Can a Creditor Place a Lien on an LLC?

Creditors use liens as a way of securing or enforcing a debt. The lien is placed against the property of a debtor, which can be done with or without the debtor's consent, depending on the circumstances. If the debtor does not pay the debt secured by the lien, the creditor may be able to force payment by using court process. Property owned by a limited liability company, or LLC, can have a lien placed against it by a creditor.

LLC Property Rights

LLCs are created under state law. Although the LLC law in each state varies to some extent, in all states an LLC is given the power to own and manage property in the same manner as an individual person.
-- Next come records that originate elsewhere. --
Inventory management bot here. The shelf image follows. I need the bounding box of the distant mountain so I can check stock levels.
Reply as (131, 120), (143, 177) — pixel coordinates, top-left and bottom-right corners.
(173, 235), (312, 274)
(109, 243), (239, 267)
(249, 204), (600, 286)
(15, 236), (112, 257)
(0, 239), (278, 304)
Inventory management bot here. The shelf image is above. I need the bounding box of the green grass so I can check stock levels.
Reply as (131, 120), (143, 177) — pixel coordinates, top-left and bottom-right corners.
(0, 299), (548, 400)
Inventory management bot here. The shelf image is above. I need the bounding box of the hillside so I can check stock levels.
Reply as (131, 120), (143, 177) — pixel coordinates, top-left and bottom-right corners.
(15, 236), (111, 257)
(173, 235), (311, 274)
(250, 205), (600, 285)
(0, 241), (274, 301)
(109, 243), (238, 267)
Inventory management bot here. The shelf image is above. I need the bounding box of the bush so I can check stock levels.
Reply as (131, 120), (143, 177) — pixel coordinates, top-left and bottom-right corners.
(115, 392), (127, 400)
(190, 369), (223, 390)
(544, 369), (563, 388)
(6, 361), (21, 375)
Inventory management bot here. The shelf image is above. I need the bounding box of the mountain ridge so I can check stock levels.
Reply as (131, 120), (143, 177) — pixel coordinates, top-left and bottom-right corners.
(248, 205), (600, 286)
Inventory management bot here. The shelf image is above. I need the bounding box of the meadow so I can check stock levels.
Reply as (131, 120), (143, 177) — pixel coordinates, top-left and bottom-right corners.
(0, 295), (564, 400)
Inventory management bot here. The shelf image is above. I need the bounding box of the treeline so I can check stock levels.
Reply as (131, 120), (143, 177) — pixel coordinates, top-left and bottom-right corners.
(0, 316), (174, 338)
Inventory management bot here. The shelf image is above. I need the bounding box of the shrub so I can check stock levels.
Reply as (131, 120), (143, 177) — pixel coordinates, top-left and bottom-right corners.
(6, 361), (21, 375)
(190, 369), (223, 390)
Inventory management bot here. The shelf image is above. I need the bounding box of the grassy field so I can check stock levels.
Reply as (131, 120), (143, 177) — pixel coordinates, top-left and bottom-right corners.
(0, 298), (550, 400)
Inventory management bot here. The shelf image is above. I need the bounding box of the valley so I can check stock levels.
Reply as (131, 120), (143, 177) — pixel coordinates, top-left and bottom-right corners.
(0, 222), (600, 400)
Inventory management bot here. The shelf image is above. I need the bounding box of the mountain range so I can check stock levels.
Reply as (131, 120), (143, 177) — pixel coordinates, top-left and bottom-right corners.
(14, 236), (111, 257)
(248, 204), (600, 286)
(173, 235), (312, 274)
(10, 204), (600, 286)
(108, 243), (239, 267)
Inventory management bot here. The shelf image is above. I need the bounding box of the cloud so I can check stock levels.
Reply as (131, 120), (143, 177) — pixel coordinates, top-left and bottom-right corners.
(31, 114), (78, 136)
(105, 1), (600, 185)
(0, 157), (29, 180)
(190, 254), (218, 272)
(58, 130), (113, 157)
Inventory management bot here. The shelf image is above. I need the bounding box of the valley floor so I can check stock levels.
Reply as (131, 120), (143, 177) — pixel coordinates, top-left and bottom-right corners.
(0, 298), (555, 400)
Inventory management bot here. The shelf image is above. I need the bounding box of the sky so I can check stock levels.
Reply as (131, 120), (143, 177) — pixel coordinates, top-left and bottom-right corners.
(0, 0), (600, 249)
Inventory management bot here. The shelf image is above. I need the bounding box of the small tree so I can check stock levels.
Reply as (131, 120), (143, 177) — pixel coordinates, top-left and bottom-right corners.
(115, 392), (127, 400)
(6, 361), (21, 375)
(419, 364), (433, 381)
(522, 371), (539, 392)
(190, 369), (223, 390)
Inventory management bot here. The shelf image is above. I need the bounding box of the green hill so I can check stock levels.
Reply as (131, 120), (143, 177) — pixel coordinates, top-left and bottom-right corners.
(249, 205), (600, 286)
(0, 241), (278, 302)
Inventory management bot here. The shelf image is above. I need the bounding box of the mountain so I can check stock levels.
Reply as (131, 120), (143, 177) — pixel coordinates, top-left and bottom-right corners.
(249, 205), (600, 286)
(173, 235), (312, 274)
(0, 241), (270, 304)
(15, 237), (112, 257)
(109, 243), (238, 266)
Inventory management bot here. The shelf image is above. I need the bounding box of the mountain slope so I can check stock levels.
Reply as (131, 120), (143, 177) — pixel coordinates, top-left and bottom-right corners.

As an example, the Arizona Limited Liability Company Act specifically states that an LLC has the power to "acquire, own, hold, improve, use and otherwise deal in and with real property or personal property" and can "mortgage, pledge, [or] create a security interest in" its property. Under Delaware law, an LLC's powers are broadly defined as the right to “carry on any lawful business, purpose or activity, whether or not for profit.”

Voluntary Liens

It is common practice for liens to be placed against property voluntarily, especially when a loan is needed to purchase the property. For example, a real estate purchase made with a bank loan will require a voluntary lien recorded against the real estate in the form of a mortgage or deed of trust. This requirement is the same regardless of whether the purchaser is an individual or a legal entity such as an LLC. An LLC that needs a line of credit for its business operations must give the lender a lien -- often referred to as a "security interest" -- in the LLC's equipment and inventory, as well its accounts receivable. Any property owned by an LLC can be used as collateral for a debt so long as the LLC voluntarily agrees to place a lien against the property.

Judgment Liens

A primary factor for business owners to create an LLC is to limit their personal liability for debts incurred by the business. This factor assumes that the LLC is liable for the business debts and can be sued just like any other debtor -- which it can be. If an LLC is sued and has a court judgment made against it, the judgment creditor is entitled to enforce the judgment as provided by law. Among the legal remedies available to an LLC's creditor for enforcing the judgment is the right to place an involuntary lien against the LLC's property.

Other Involuntary Liens

By virtue of owning property and engaging in business, an LLC may also be subject to other types of involuntary liens in the event of a disputed or unpaid debt. For example, taxing authorities generally have the right to attach a lien to property when taxes become delinquent. Failure to timely pay property taxes can result in a lien against real estate owned by the LLC. Failure to pay income taxes can result in an IRS lien against the LLC's property and accounts receivable.